Hemimyzon yushanensis

Scientific classification
- Kingdom: Animalia
- Phylum: Chordata
- Class: Actinopterygii
- Order: Cypriniformes
- Family: Balitoridae
- Genus: Hemimyzon
- Species: H. yushanensis
- Binomial name: Hemimyzon yushanensis (I. S. Chen, 2022)

= Hemimyzon yushanensis =

- Authority: (I. S. Chen, 2022)

Species of fish

Hemimyzon yushanensis is a species of ray-finned fish in the genus Hemimyzon.

H. yushanensis was identified in 2022, and can be differentiated from H. formosanus by the shape and number of its fins. Viewed laterally, H. yushanensis has an olive-brown body with whitish spots. The head and predorsal region can range from olive-brown to dark brown, and features creamy yellow spots. Ventrally, H. yushanensis is pale white. Its dorsal fin is pale white, with deep brown rays and rows of creamy white spots. The anal fin is similarly colored, but is not spotted.

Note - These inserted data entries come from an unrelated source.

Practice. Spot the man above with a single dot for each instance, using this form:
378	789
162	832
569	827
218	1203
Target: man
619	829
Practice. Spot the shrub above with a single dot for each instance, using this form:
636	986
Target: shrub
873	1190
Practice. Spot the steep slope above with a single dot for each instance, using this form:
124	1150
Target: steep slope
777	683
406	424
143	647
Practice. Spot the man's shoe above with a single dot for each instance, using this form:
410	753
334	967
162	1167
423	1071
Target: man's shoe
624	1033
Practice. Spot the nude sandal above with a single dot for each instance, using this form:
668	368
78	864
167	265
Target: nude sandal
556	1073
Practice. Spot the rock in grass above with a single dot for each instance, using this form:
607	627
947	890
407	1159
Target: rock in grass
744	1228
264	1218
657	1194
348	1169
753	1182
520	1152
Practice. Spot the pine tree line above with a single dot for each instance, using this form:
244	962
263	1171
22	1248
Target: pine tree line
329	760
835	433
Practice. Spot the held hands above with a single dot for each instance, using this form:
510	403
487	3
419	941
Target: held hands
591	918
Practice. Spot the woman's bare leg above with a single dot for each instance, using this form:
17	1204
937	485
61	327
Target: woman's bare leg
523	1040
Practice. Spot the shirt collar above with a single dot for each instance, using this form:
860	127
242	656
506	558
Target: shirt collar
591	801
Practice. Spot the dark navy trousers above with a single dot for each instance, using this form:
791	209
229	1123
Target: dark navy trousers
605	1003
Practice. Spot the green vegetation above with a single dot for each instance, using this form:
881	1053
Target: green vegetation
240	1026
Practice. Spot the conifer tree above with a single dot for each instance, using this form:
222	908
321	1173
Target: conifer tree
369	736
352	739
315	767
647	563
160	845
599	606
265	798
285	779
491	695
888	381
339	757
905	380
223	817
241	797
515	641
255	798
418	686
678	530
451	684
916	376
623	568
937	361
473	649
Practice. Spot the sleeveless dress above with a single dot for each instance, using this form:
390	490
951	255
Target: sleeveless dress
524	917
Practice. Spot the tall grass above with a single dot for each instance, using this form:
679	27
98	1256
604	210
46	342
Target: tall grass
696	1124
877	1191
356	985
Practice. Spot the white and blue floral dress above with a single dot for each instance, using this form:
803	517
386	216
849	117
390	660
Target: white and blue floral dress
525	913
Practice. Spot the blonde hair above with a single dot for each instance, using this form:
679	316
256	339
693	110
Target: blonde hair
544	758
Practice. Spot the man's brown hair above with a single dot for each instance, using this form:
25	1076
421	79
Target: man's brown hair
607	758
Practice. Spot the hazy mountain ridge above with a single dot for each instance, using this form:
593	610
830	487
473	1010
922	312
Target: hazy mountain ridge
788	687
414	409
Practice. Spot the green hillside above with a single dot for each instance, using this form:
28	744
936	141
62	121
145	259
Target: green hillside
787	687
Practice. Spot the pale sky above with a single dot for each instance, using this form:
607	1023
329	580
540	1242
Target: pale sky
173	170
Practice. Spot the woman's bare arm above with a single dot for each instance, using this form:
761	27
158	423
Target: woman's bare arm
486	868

The caudal fin features a broad black outer margin and 3–4 oblique, zigzag creamy white streaks.

H. yushanensis specimens were collected from the hill streams of the Gaoping River basin, in both Kaohsiung City and Pingtung County, as well as the southern region of the Yushan National Park. The species was named for the Yushan Range, the main drainages of the Gaoping River.